I learnt plenty from this book - I was amazed at first at how pianists could play several pieces, totalling perhaps two hours, without reference to the score, whereas an orchestra mostly sight-reads. The act of memorising seemed an extraordinary feat, for something as complex as a Beethoven piano concerto or sonata, for example. Rosen clarified this for me by saying that by the time he'd reached 18, he knew most of the classical piano canon, even if he hadn't played it in concert. A child's mind, especially one so musically precocious, and relentlessly inquisitive, can memorise an awful lot very quickly, and once it has done so it remains. He states that he can play far more easily pieces he first knew as a teenager than pieces he learnt within the past year. This partly explains the achievement of Daniel Barenboim's recent performance of the whole Beethoven Sonata cycle, of which I saw four out of eight concerts. This was the fourth time Barenboim had played the full cycle, over a period of 45 years, but the memorising had been done when he was a child; at this age the focus is on interpretation and delivery.

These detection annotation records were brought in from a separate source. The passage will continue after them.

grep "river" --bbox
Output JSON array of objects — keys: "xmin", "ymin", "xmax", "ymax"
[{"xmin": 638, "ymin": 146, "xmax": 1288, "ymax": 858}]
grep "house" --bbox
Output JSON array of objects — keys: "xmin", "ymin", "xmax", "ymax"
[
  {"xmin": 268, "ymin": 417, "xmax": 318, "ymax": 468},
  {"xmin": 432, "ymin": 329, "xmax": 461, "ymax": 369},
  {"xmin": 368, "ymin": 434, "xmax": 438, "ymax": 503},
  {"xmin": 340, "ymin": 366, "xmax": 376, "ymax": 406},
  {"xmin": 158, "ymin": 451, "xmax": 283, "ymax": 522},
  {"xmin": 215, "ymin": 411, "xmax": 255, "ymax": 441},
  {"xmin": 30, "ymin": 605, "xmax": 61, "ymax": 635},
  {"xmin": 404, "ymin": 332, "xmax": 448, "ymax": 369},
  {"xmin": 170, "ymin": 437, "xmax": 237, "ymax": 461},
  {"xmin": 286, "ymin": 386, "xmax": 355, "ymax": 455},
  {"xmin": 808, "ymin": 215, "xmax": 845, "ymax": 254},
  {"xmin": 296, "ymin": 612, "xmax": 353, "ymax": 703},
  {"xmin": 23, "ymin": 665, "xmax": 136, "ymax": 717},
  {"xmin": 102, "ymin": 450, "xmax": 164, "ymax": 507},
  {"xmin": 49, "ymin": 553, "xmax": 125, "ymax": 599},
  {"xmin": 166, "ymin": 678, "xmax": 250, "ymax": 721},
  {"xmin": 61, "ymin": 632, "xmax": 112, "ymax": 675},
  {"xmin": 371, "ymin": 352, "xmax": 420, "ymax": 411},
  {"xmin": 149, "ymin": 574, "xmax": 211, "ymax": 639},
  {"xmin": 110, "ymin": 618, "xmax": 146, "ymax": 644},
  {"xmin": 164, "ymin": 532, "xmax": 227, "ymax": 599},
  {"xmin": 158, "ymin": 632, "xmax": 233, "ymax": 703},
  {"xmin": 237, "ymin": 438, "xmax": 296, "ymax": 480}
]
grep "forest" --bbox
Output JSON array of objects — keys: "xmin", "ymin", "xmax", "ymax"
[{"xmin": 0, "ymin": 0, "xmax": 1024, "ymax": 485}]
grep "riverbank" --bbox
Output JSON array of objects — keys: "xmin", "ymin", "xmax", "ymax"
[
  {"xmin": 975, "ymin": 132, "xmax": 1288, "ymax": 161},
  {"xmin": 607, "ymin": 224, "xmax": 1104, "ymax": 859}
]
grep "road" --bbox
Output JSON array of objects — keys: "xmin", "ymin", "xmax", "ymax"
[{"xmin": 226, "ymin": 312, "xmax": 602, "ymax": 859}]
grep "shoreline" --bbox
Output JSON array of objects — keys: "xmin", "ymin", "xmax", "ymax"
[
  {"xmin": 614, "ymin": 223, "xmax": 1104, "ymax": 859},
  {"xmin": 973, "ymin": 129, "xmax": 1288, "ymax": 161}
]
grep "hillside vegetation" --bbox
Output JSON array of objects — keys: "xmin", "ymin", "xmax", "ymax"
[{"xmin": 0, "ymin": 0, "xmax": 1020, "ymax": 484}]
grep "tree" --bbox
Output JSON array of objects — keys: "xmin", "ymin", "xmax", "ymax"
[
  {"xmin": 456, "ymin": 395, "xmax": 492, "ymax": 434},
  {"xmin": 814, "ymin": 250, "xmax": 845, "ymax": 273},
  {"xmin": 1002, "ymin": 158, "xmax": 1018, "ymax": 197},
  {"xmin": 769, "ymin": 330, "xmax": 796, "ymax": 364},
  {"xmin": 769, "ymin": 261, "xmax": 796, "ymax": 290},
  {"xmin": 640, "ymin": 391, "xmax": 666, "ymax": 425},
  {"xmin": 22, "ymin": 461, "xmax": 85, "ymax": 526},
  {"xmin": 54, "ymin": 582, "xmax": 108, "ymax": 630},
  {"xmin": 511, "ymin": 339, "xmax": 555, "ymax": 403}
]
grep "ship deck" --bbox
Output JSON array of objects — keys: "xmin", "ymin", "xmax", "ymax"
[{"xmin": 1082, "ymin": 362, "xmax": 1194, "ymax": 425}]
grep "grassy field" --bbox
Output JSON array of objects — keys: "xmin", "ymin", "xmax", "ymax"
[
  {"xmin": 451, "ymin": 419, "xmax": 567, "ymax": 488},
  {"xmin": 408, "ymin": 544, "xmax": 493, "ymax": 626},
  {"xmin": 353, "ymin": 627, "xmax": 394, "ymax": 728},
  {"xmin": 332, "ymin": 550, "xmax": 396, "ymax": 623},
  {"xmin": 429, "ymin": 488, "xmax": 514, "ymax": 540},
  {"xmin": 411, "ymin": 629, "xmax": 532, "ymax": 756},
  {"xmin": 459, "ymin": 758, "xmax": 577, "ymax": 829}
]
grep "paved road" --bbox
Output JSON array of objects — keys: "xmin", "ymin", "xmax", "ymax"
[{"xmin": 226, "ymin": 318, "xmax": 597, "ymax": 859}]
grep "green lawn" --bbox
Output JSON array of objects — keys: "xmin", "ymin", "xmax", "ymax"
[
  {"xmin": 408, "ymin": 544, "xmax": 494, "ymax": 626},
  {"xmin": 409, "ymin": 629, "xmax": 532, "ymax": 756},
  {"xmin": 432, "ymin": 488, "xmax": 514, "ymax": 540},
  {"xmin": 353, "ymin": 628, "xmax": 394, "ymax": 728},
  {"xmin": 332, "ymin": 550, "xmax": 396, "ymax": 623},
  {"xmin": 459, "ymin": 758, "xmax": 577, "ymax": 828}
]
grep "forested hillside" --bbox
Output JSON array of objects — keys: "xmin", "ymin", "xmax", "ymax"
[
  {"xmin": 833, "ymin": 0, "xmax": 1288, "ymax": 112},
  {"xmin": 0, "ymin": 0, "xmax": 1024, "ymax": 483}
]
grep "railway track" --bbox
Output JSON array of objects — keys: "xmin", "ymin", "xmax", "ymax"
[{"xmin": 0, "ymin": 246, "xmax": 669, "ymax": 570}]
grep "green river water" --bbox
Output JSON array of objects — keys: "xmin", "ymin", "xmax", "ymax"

Rosen laments the culture of music conservatories and contests, which focus the student upon the one or two major performances he has to make in a year, and that they can leave music school only knowing well the three pieces they have to play in examination at the end of each year. This culture, for obvious reasons, creates a conservative and narrow canon amongst young performers, which limited repertoire will make it hard for them to distinguish themselves later.

I can't say I got the most out of this book, there was too much that required at least some musical knowledge, but it wasn't impenetrable, and it should help me a little to appreciate the pianists I watch in future.